Tag Archives: games

My review of the British Poetry Alexa skill

Being the owner of an Amazon Echo and a lover of poetry, I recently enabled the Alexa skill of the same name, https://www.amazon.co.uk/Adam-Krell-British-Poetry/dp/B07B269592.

The British Poetry Alexa skill enables the user of an Echo to ask that a poem is read. There is also the opportunity to play a game to test your knowledge of British poetry.

Turning first to the read a poem feature, I found this rather hit and miss. For example on asking for a poem by the famous composer of humorous verse, Edward Lear, a poem by Sir Thomas Wyatt was voiced by Alexa. Just how Edward Lear can be equated with Sir Thomas Wyatt astounds me! I had more luck when requesting that a poem by Shakespeare, Wordsworth or William Blake be read. Had British Poetry not found the latter poets I would have disabled the British Poetry skill.

I previously favourably reviewed the My Poems Alexa skill, https://kmorrispoet.com/2019/10/31/my-review-of-my-poems-an-alexa-skill-enabling-the-amazon-echo-user-to-listen-to-poetry/. In that review I commend the fact that the poetry in My Poems is voiced by human actors. Unfortunately this is not the case with the British Poetry Alexa skill.

As regards the facility enabling the user of British Poetry to play a game, I enjoyed using this aspect of the app. The player is read the first few lines of a poem and then asked to say who the poet in question is. There are 3 options to choose from and I must confess to having crossed my fingers on several occasions and made a wild guess as to who the poet in question was!

Whilst (as mentioned above), the facility enabling the user to request that a particular poem is read is rather hit and miss, I did enjoy the game aspect of the British Poetry Alexa skill, and I shall return to play another day. However the My Poems app is, I believe of much more value to the lover of poetry.

Kevin

Cricket

Oh sleepy cricket
Where the languid batsman keeps his wicket.
I well recall
The sound of bat on ball.
Wicket after wicket did fall.
Then with one master stroke
A boy the classroom window broke …!

The above is based on my recollection of a game of cricket in which I participated while attending a school for the blind in Liverpool. We used footballs containing ballbearings in order that those with little or no sight could identify where the ball was (cricket balls would have been far too dangerous)!

Ball

A child plays ball below.
A long time ago
I lay in bed
The same sound running through my head.
The thud of ball on wall
Is all I recall.
The ball is now still
As evening falls over Beulah Hill.

As I wrote this, a child and an adult played ball in the garden below my home. The sound brought to mind lying in bed at boarding school (I was sick), as children played football in the playground below my window. The poem was penned today (as the game took place).

Chinese Whispers

“A Victorian lady has just walked past” my mum remarked as we walked through Liverpool city centre.

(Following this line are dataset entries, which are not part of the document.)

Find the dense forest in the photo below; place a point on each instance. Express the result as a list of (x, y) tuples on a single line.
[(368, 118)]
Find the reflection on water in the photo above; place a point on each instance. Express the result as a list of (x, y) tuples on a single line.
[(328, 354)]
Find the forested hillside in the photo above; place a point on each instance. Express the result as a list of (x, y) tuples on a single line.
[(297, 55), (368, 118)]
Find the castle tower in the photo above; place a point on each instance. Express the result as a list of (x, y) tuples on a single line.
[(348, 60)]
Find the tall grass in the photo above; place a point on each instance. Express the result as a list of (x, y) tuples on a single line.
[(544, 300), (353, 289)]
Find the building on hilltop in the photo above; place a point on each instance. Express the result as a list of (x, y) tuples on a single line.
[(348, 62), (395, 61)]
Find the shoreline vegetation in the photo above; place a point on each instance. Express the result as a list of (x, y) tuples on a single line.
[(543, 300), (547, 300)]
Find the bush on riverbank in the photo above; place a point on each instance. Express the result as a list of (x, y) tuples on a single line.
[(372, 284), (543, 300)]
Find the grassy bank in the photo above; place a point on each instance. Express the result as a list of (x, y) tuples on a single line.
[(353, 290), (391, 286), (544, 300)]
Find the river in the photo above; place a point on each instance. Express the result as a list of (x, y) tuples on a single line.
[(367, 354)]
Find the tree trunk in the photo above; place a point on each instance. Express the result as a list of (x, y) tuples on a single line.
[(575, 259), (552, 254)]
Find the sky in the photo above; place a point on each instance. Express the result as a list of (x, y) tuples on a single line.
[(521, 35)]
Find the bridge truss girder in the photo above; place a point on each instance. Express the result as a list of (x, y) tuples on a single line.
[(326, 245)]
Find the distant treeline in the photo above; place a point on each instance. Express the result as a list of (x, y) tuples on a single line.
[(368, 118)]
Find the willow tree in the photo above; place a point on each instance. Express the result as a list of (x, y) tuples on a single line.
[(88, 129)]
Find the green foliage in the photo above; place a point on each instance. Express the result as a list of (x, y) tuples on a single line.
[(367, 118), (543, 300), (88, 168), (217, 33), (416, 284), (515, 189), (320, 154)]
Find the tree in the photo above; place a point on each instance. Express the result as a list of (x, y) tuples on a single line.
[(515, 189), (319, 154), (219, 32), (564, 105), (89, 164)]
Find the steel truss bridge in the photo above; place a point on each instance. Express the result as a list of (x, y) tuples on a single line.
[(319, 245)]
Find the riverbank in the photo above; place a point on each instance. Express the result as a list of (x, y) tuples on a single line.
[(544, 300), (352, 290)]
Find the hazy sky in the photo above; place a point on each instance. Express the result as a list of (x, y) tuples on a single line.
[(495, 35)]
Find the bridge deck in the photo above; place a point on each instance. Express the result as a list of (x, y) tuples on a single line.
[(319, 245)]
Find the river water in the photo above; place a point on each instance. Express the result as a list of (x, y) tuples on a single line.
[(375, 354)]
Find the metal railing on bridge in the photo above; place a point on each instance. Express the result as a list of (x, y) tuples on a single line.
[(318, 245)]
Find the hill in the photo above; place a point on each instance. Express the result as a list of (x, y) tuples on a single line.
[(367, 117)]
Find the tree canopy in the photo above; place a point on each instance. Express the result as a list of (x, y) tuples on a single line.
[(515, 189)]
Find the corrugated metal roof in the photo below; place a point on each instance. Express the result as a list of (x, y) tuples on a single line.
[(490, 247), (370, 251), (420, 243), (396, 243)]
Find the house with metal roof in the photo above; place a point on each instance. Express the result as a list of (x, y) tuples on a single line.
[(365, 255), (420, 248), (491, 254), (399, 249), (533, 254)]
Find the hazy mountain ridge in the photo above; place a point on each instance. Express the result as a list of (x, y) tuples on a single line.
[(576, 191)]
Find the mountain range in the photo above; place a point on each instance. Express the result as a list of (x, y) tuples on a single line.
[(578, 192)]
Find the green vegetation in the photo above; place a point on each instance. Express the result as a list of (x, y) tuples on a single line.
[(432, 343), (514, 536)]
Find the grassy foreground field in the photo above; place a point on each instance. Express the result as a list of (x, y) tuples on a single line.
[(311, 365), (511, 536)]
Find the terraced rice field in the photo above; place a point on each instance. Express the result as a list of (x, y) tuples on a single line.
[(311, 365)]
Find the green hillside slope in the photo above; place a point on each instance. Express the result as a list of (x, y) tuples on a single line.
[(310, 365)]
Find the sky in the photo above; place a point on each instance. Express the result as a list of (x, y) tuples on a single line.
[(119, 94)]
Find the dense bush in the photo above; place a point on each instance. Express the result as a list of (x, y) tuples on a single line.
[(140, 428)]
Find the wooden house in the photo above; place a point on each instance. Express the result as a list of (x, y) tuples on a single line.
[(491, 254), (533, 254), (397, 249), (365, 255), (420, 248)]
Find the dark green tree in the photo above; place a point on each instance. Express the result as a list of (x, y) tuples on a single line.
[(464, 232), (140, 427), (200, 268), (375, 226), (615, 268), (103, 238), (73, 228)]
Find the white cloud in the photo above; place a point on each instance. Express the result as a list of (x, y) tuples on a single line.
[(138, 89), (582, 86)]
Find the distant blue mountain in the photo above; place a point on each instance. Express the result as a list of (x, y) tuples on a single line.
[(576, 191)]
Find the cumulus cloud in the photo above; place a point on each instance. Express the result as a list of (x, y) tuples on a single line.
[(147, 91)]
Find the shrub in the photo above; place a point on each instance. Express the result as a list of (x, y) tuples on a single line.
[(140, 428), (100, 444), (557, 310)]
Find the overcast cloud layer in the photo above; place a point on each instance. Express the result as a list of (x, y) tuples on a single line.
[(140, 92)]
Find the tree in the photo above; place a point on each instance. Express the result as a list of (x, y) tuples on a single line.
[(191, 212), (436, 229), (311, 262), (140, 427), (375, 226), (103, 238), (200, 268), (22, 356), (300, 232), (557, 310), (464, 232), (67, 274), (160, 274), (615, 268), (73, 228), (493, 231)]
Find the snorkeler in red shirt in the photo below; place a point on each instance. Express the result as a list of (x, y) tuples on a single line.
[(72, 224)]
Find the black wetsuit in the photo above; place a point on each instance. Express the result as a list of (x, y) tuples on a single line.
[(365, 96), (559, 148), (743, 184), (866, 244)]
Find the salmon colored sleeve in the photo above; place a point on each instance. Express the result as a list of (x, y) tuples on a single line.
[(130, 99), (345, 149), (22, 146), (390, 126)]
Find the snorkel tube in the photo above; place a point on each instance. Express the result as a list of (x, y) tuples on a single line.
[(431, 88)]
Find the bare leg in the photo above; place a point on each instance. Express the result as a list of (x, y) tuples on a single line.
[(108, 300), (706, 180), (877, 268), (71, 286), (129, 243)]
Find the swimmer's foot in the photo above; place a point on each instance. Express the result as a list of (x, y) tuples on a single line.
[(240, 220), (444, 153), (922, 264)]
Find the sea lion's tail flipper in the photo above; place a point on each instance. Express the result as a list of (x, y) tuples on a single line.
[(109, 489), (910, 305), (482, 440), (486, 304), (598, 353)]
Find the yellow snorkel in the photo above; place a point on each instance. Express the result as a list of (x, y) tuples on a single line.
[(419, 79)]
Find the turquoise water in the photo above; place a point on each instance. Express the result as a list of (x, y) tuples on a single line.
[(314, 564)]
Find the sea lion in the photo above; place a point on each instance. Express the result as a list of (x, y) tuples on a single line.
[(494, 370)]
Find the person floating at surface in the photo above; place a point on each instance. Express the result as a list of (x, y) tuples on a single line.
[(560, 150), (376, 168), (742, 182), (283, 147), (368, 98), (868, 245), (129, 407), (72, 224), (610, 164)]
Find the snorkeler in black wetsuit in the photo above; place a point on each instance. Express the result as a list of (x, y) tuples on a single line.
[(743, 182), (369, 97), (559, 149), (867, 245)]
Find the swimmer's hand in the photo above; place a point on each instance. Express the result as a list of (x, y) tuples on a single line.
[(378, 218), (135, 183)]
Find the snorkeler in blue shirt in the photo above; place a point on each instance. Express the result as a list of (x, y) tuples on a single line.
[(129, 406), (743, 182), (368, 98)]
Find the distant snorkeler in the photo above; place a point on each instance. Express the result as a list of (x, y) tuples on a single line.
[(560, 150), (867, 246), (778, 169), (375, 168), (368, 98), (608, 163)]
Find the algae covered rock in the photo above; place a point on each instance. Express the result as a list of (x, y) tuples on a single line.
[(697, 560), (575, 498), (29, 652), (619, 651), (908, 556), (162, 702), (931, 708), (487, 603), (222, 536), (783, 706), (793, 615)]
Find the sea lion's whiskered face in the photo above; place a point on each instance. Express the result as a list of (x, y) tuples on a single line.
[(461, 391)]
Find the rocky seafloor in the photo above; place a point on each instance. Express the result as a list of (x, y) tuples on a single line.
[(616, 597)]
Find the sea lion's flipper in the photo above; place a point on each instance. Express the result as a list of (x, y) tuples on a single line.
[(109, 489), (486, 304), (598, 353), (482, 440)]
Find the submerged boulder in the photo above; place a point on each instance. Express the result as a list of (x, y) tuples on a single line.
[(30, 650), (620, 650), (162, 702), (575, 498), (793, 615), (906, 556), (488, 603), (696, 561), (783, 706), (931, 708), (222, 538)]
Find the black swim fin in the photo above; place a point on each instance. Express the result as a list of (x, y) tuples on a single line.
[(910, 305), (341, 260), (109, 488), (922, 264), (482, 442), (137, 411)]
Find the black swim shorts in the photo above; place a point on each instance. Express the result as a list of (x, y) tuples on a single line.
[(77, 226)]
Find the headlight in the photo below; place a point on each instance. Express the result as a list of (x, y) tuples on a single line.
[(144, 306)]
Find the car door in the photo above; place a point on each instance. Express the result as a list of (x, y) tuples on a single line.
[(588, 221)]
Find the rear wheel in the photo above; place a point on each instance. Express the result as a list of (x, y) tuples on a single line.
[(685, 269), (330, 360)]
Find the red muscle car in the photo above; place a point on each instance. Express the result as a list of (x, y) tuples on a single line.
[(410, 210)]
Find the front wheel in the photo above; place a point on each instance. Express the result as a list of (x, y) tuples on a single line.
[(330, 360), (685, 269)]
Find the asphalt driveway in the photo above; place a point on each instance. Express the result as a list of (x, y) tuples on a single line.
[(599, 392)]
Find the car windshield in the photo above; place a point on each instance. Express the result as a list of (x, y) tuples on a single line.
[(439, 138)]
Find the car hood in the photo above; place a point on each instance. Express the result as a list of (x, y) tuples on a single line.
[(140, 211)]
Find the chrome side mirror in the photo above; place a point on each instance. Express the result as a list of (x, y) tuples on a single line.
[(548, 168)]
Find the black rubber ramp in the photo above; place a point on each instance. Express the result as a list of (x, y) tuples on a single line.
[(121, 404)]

“A Victorian lady has just walked past?” I repeated in disbelief.

“No, I said a tall young lady has just walked past. How could a Victorian lady have just walked past?” my mum asked.

“She might have been in fancy dress” I responded.

 

The above exchange reminded me of Chinese Whispers, a game in which the first player says something which is relaid to the next person in the group who then passes it on to another player. The last person in the group is asked what he heard and this is compared with what was originally said. So

“Don’t be late for dinner tonight” becomes “I won’t be late tonight” or something even more bizarre!

 

Prior to the exchange my mum, her partner and I had just visited Liverpool’s historic Central Library the first part of which was constructed in 1860. I can only conjecture that my mind, still being full of the Victorian buildings somehow transformed “tall young lady” into “Victorian lady!” Perhaps I need to have my hearing tested!